Voici quelques exemples de commentaires sur le manque de temps et la gestion de classe : « Je n’aime pas la gestion de classe, l’organisation de la journée, tout ce qui est détails, déplacements d’élèves, téléphones à faire, les rangs… toutes les niaiseries qui remplissent la journée mais qui ne sont pas l’enseignement » (Marie-France, Verbatim, 2008, p. 11). « Parce que ça m’épuise physiquement, moralement, mentalement, j’ai pas fait ma job aussi bien que j’aurais pu la faire » (Camille, Verbatim, 2008, p. 1). « Le fait que les classes sont assez grosses, ça fait que je ne suis pas encore capable d’adapter mon enseignement à différents types d’enfants (…) Je sais que je perds certains élèves quand j’enseigne » (Alexandra, Verbatim, 2008, p. 17). En ce qui a trait à l’intégration des élèves en difficulté, Julie en a long à dire : « On réduit beaucoup les ressources et on demande beaucoup aux enseignants. Les conditions de travail sont difficiles. On comprime les ressources humaines, mais on ne fournit pas de conditions facilitantes pour faire face aux difficultés (…) L’enseignant doit maintenant être professionnel dans divers domaines, autant en psychologie qu’en travail social, qu’en santé mentale (Julie, Verbatim, 2008, p. 22). Elle mentionne aussi au tout début de sa réponse le manque de reconnaissance de la part du public.

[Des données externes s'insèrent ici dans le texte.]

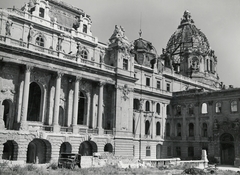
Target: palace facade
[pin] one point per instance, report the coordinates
(62, 90)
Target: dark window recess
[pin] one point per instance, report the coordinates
(168, 87)
(147, 81)
(158, 85)
(41, 12)
(84, 28)
(125, 64)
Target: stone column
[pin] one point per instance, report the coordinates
(88, 108)
(75, 105)
(153, 119)
(56, 127)
(23, 124)
(100, 107)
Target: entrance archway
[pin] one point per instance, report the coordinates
(39, 151)
(227, 149)
(158, 151)
(87, 148)
(66, 147)
(34, 102)
(108, 148)
(10, 150)
(7, 116)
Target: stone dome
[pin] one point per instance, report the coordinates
(187, 38)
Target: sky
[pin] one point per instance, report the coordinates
(219, 20)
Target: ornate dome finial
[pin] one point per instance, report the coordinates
(186, 18)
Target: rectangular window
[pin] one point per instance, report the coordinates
(169, 151)
(41, 12)
(178, 151)
(168, 87)
(125, 64)
(158, 85)
(147, 81)
(148, 151)
(190, 151)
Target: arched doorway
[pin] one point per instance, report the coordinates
(39, 151)
(66, 147)
(158, 151)
(7, 116)
(10, 150)
(227, 149)
(34, 102)
(87, 148)
(108, 148)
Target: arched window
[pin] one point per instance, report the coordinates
(204, 108)
(84, 28)
(147, 106)
(179, 130)
(158, 129)
(84, 54)
(204, 130)
(234, 106)
(133, 126)
(178, 110)
(136, 104)
(191, 129)
(147, 128)
(218, 107)
(168, 130)
(190, 109)
(158, 108)
(148, 151)
(168, 110)
(40, 41)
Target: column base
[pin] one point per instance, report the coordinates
(75, 129)
(100, 131)
(56, 128)
(24, 126)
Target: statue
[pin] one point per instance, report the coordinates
(79, 49)
(59, 44)
(8, 28)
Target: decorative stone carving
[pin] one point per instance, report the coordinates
(8, 28)
(125, 90)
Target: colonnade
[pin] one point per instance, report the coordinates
(56, 127)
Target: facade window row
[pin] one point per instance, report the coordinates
(191, 130)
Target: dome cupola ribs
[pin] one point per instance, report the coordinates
(188, 53)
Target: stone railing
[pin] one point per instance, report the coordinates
(38, 126)
(54, 25)
(59, 55)
(66, 129)
(152, 89)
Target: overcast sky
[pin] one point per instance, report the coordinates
(219, 20)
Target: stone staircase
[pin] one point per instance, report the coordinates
(86, 161)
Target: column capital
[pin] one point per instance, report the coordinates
(29, 68)
(101, 83)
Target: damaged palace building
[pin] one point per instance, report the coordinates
(61, 90)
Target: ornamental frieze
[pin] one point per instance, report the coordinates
(125, 90)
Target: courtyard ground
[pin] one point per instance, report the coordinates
(52, 169)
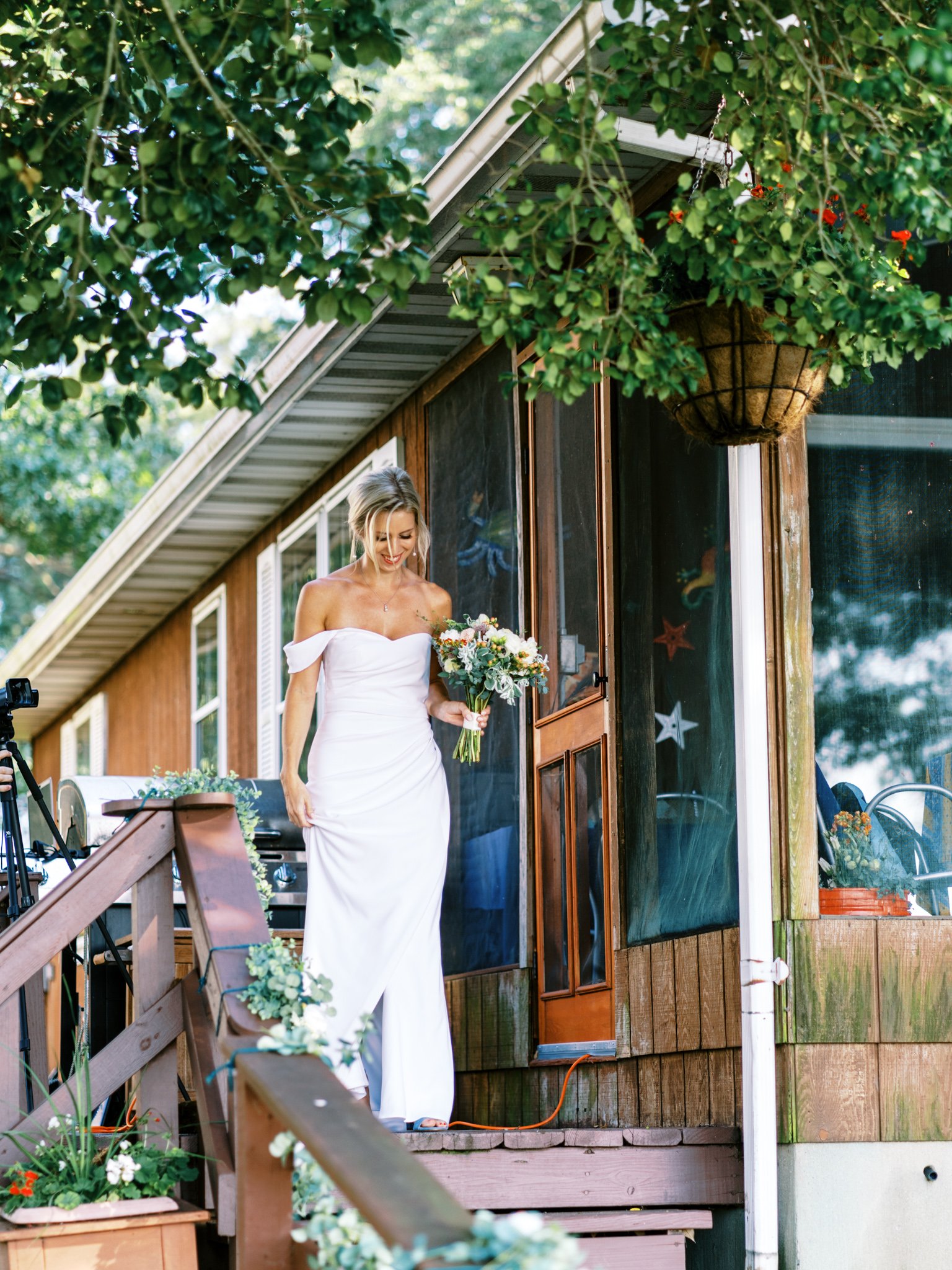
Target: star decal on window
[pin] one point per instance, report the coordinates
(673, 638)
(673, 727)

Bien qu’étant un élément convivial dans le métier pour les unes, les « collègues » posent problème à certaines autres : « Je trouve qu’il y a des gens en enseignement qui sont incompétents, ça me gruge beaucoup, je trouve ça lourd, ça me fait me poser

beaucoup de questions » (Jeanne, Verbatim, 2008, p. 7). « Je trouve qu’on apprend à interagir avec les enfants, mais on n’apprend moins à interagir avec les adultes. Y a des gens qui des fois sont vraiment mésadaptés socialement, au niveau des échanges entre adultes et entre parents » (Marlène, Verbatim, 2008, p. 32). Ce que les enseignantes redoutent aussi considérablement, ce sont les jugements portés sur elles. L'effet malsain des cliques est à cet égard très représentatif du malaise globale que toutes, sans exception, ressentent plus ou moins profondément.